Friday, January 15, 2010

Fun with Nagios, part 2: Check Yer Backups

Being the second in a series of occasional posts on neat things you can do with your Nagios monitor that you might not have thought about.

I've been bitten by missing backups too often over the years, to the extent that I don't really feel secure unless I've got copies of each important system in at least three places. That leads to a lot of backup files, so wouldn't it be handy to have a process that checks whether your backup files are up to date and sends you a loud warning if not ?

Enter the trusty Nagios once again, in the guise of the check_file_age plugin. This plugin lets you check not only whether a file has been updated recently, but also that it has a minimum size; this way you can make sure that your backup put a new file in the right place and wrote something useful to the file.

Here's an example nrpe.cfg entry that runs on our backup server and checks the backup file from our JIRA server:

command[check_backup_jira]=/usr/local/nagios/libexec/check_file_age -c 86400 -w 86400 -C 500000 -W 500000 -f /NAS/Backups/eng-infrastructure-server/jira/`date +"%Y-%b-%d"`*.zip

The JIRA backup files are named for the date, so this command makes sure that a file named like "2010-Jan-15-*.zip" exists, the file is no older than 24 hours (86400 seconds) and is at least 500kb in size.

Et voila - now I have a sanity check that the backup process has run, has put the backup file in the right place, and that the file contains something.

The next step I'm working on is to check that each backup will actually restore to something useful - after all, as this Joel on Software article attests, backups are all well and good, but not much use if you can't get back what you need from them.

That's a subject for a future post, but I'm thinking that it should be straightforward, at least for our web apps like JIRA and Confluence. I should be able to restore the backup to a standby version of the web app running on a different machine and have a Nagios check_http or WebInject test verify that the content has been updated. I'd also get the benefit of being able to switch over to the standby with minimal downtime; looking forward to trying this out !

Entropy at Work

Like anyone who studied physics at school or college I knew the concept of entropy, but I only found out this week that Linux systems have their own version of the phenomenon.

I was setting up an RPM repository and wanted to create a GPG key for signing the repository files. Near the end of the key setup, I got this message:

Not enough random bytes available. Please do some other work to give
the OS a chance to collect more entropy! (Need 276 more bytes)
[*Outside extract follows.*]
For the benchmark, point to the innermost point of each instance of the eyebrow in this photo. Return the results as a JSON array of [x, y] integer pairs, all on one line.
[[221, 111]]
Entropy, eh ? Well, according to the physics I remember, the entropy of the universe is continually increasing; however; it turns out that a Linux system doesn't classify as its own universe and its entropy can go up and down, as evidenced by:

watch cat /proc/sys/kernel/random/entropy_avail

I could see the entropy value merrily going up and down between near zero and a couple of thousand, seemingly at random. After watching in fascination for a while, I developed the theory that the universe must comprise all of the Linux machines anywhere, merrily swapping their entropy bytes in some vast, complex dance which mere mortals cannot contemplate.

Turns out that the reality is a bit more down to earth; Linux calculates entropy by transforming interrupt events - activity from input devices such as the keyboard and mouse, or file system activity.

If you're in front of your system you can just point on the keyboard to generate enough entropy bytes to make your GPG key, but I happened to be working on an Amazon EC2 instance that I was logged into remotely. I managed to get enough randomness in the end by downloading a few large files from external web sites, and running "ls -R /" a couple of times to run through the entire root file system. Even though the entropy_avail value kept going up and down while I was doing this, it turned out that the GPG key generation just kept taking what was available as new bytes, and after 10 minutes or so had enough bytes to finish:


gpg: key 2BC5527E marked as ultimately trusted
public and secret key created and signed.

Hopefully this post will help you to avoid one of those "WTF" moments; thanks to Carson Reynolds for providing most of the source material.